冤罪主張した冨田捜査の問題点…元刑事が明かす韓国警察の手法

2014年11月09日 08時45分

國田弁護士(中)は冨田(左)がハメられたと主張するが…

 韓国・仁川アジア大会(9月)で韓国メディアのカメラを盗んだとして略式起訴され、日本選手団から追放された競泳元日本代表冨田尚弥(25)が6日に開いた弁明会見が波紋を呼んでいる。冨田の「盗んでいない」との冤罪主張に対し、捜査に当たった韓国警察は真っ向から反論。だが、日韓合同捜査の経験がある元刑事は、日本の警察とまったく異なる韓国の荒っぽい捜査手法を指摘した。

 本紙昨報通り、冨田は9月25日、競泳会場の報道陣エリアにあったカメラ本体を盗んだとして、26日に仁川南部署に任意同行されて容疑を認め、すでに被害者と示談成立済み。同署の事情聴取で「否認すると帰国できない」と言われて認めてしまったと釈明した。会見では淡々と「僕は盗んでいません」と訴えた。

 犯罪ジャーナリストの小川泰平氏は警察庁刑事局に所属していた14年前、ある事件で日本から韓国に逃亡した容疑者を追い、現地警察と合同捜査した経験を持つ。韓国警察の印象は日本より荒っぽい捜査だった。

「容疑者の居場所が分かると、韓国警察は『明日、朝イチで捕まえに行く!』と言う。私が『もう少し内偵しよう。日本では任意で呼ぶ場合でも、否認されても大丈夫なくらい捜査を尽くしておく』と言っても、『日本の捜査は時間がかかるね。悪いやつのためにそんなに苦労することはないよ』だった」

 韓国では疑わしき相手は証拠が完全に揃わなくても身柄を取るのが基本だという。取り調べのテーブルにさえ着かせれば、勢いでなんとでもなるという考えのようだ。

 これらを踏まえたうえで、小川氏は冨田の事件について「警察の取り調べで通訳を通して、具体的になんと言われたのかが問題だ」と指摘する。

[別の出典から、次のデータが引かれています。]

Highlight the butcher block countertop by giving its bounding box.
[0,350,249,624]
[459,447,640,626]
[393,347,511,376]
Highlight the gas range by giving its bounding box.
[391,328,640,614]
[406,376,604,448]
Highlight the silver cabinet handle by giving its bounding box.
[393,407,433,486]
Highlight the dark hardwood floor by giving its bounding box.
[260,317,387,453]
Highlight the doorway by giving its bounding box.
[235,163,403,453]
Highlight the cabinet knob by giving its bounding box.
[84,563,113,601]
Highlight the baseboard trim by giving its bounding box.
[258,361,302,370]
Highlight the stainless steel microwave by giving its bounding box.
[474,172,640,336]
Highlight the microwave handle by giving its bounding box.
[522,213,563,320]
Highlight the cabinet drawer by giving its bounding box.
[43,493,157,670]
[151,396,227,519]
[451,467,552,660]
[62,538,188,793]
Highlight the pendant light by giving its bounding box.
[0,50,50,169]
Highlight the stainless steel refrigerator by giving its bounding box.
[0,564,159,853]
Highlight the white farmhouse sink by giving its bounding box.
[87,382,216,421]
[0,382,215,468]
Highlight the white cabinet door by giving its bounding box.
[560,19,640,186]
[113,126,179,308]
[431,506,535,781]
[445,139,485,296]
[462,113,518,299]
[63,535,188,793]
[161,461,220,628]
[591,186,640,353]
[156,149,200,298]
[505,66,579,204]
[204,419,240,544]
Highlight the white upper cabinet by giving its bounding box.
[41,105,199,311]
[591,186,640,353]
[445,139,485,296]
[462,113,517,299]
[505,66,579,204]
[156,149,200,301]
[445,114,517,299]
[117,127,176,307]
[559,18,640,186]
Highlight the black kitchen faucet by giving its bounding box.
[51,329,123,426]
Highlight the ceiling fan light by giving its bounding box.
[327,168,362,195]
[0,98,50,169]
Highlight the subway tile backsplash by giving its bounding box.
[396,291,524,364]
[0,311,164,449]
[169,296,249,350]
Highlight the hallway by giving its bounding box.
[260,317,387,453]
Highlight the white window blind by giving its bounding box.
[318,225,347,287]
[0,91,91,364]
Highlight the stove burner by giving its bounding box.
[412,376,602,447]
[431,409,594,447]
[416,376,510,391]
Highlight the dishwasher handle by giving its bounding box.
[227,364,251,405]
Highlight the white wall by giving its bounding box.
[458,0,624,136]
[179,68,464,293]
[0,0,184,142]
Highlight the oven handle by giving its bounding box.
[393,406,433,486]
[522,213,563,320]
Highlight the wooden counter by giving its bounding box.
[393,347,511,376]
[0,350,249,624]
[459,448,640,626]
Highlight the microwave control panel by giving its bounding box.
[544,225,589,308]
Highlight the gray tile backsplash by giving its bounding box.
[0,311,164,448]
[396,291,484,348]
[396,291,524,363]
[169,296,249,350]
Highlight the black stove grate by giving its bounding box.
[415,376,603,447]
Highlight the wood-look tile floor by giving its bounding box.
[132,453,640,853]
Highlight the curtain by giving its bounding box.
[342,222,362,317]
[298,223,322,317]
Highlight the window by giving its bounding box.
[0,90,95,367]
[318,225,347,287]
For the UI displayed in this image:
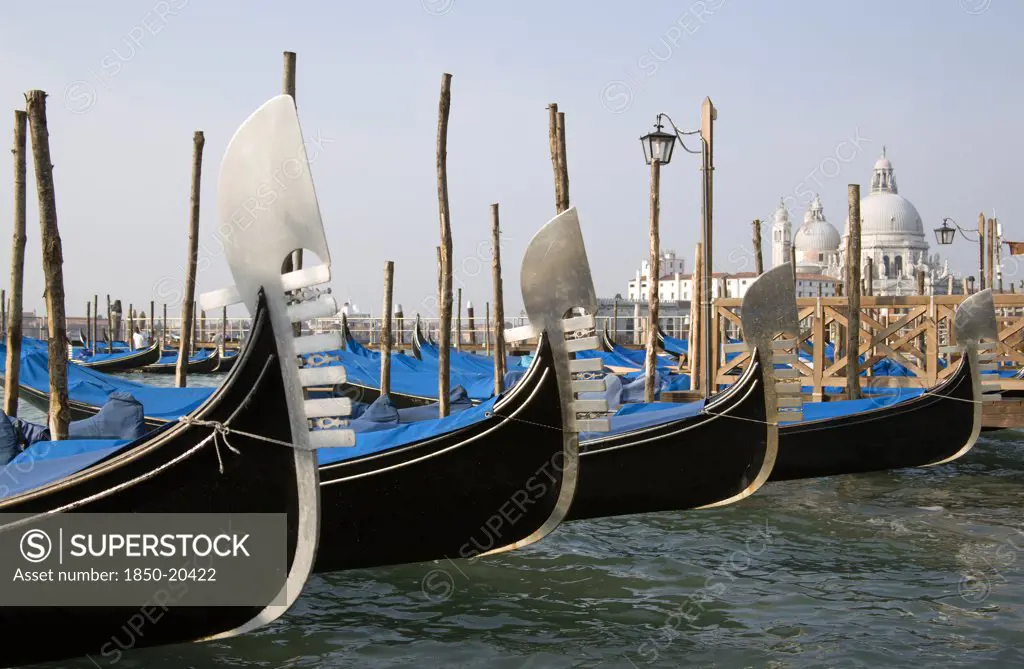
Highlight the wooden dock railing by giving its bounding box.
[712,293,1024,400]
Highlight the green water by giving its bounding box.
[18,379,1024,669]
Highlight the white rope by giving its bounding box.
[178,416,298,473]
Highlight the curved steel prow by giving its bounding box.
[484,207,609,554]
[953,288,998,346]
[200,95,354,638]
[953,288,1001,401]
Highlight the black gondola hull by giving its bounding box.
[142,350,220,374]
[314,336,575,572]
[770,356,980,480]
[72,344,160,374]
[0,297,315,666]
[567,356,774,520]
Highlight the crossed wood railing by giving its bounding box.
[712,293,1024,399]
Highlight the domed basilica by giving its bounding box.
[772,148,949,295]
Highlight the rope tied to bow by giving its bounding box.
[178,416,297,473]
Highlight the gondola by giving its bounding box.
[142,348,220,374]
[567,264,799,520]
[315,208,603,572]
[214,348,239,374]
[71,342,160,374]
[770,289,998,480]
[0,95,337,667]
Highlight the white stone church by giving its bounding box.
[771,148,949,295]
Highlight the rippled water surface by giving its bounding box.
[8,377,1024,669]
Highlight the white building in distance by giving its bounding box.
[772,148,949,295]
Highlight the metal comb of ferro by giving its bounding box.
[561,313,611,432]
[765,339,804,423]
[200,264,355,449]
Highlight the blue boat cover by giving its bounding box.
[779,388,924,425]
[0,436,131,499]
[411,341,529,378]
[0,345,215,420]
[580,400,705,442]
[316,399,496,465]
[303,349,495,401]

「『人の物を盗んだことに間違いないか?』と聞くのと『自分のカバンに人の物が入っていたのは間違いないか?』と聞かれたのでは、まったく意味が違う」。ただ、後者の問いにYESと供述し、それが言葉の問題から警察に「窃盗の自白」と捉えられる可能性は否定できない。

 ほかにも、防犯カメラが捉えたという映像そのものや、警察とのやりとりにも疑問が残るとみている。

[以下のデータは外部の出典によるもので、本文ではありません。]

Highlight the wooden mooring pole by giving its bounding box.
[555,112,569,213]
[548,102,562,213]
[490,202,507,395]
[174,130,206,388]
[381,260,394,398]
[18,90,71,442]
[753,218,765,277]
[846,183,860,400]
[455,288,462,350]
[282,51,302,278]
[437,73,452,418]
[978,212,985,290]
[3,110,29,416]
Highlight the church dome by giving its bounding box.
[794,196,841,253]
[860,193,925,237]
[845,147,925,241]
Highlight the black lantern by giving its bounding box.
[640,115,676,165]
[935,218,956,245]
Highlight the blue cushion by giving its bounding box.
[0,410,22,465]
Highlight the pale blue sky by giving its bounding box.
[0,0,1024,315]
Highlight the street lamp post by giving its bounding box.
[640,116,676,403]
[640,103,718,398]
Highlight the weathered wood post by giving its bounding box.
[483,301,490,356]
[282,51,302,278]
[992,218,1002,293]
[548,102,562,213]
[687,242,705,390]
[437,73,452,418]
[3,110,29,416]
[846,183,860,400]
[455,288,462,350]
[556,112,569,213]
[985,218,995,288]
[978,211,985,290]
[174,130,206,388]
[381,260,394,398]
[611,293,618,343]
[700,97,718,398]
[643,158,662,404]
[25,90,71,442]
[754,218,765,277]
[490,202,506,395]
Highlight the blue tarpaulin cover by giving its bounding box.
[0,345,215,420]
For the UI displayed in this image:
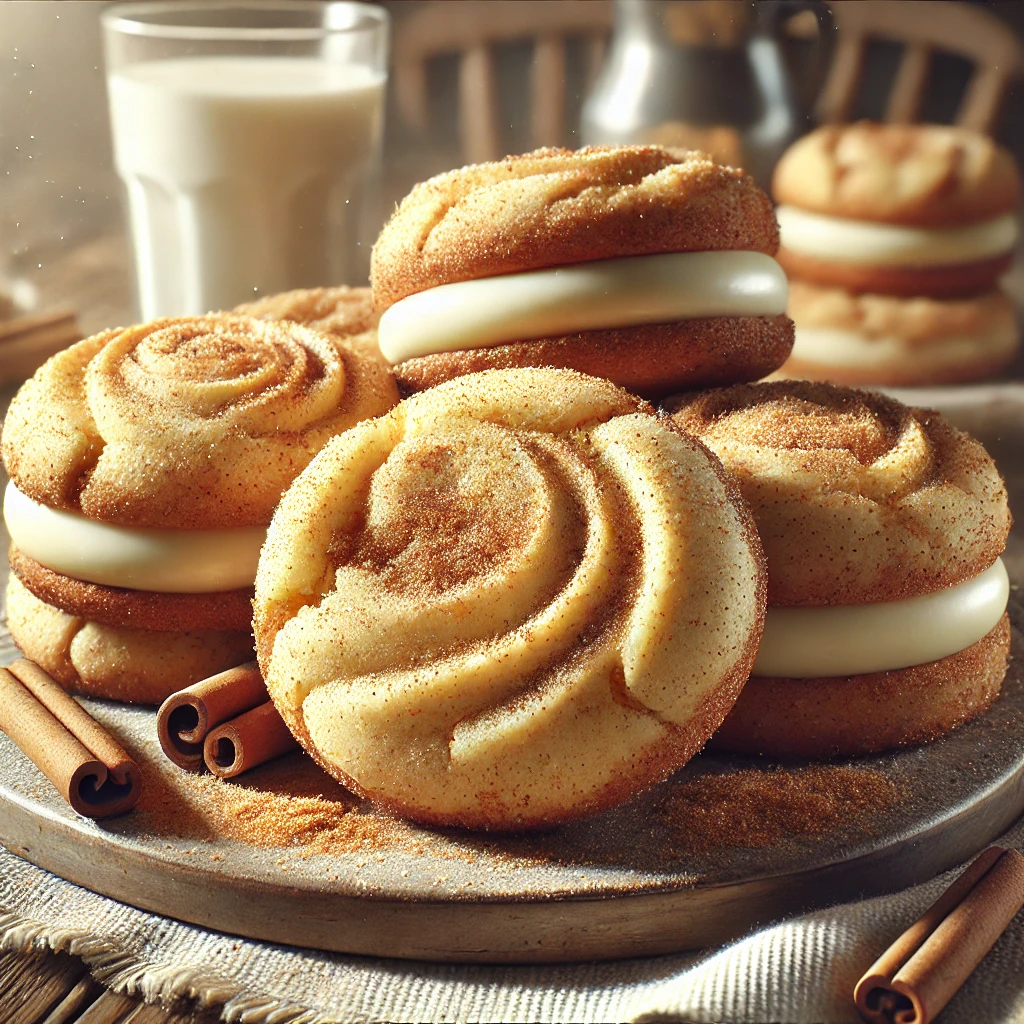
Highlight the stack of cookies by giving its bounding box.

「カメラの性能も、カメラの解析技術も韓国は日本に劣る。盗んでいるところが写っているか、不確か。取り調べに同席したJOCの人も警察から『冨田が盗んだ。本人の姿も写っているよ』と言われたら、信用してしまうと思う」(小川氏)

 この点について、日本オリンピック委員会(JOC)は本紙昨報通り「(監視カメラの映像を見た職員から、冨田が)カメラをカバンに入れている姿を確認したと報告を受けている」(平真事務局長)とし、JOC職員と、事情聴取には日本語に堪能な通訳が付き添っていたとしている。

 一方で、冨田の甘さも指摘した。「外国で警察に呼ばれたら誰でも動揺するのは理解できる。ただ、日本でも今では中学生でも警察に『弁護士呼んで』と言ったり『任意? 強制?』と聞いてくる。日本代表選手が血ヘドを吐いて練習しているのは分かるが、世間知らずな面もあったのでは」と小川氏。

 事件後からささやかれているのは韓国による“陰謀説”だ。冨田本人はその可能性を否定しているが、國田武二郎弁護士は「推論を出ませんが」と前置きしつつ「日本選手団の誰かになんらかのワナを仕掛けた。陥れた。そうとしか考えにくい。カメラのレンズを外して本体だけ入れた。バッグに入れるためにはレンズを外さないといけない。個人的な恨みじゃなくて、日本選手団への嫌がらせをしたのでは」とも語っている。

 韓国警察は、冨田への自白の強要を否定し、冨田が主張するカバンにカメラを入れたという人物は「防犯カメラに写っていない」としている。同検察も7日、略式命令謄本を日本国内の冨田の住所に送達するよう裁判所に申請。関係者は「謄本(コピー)を見て異議があれば正式に裁判を請求すればいい」と話している。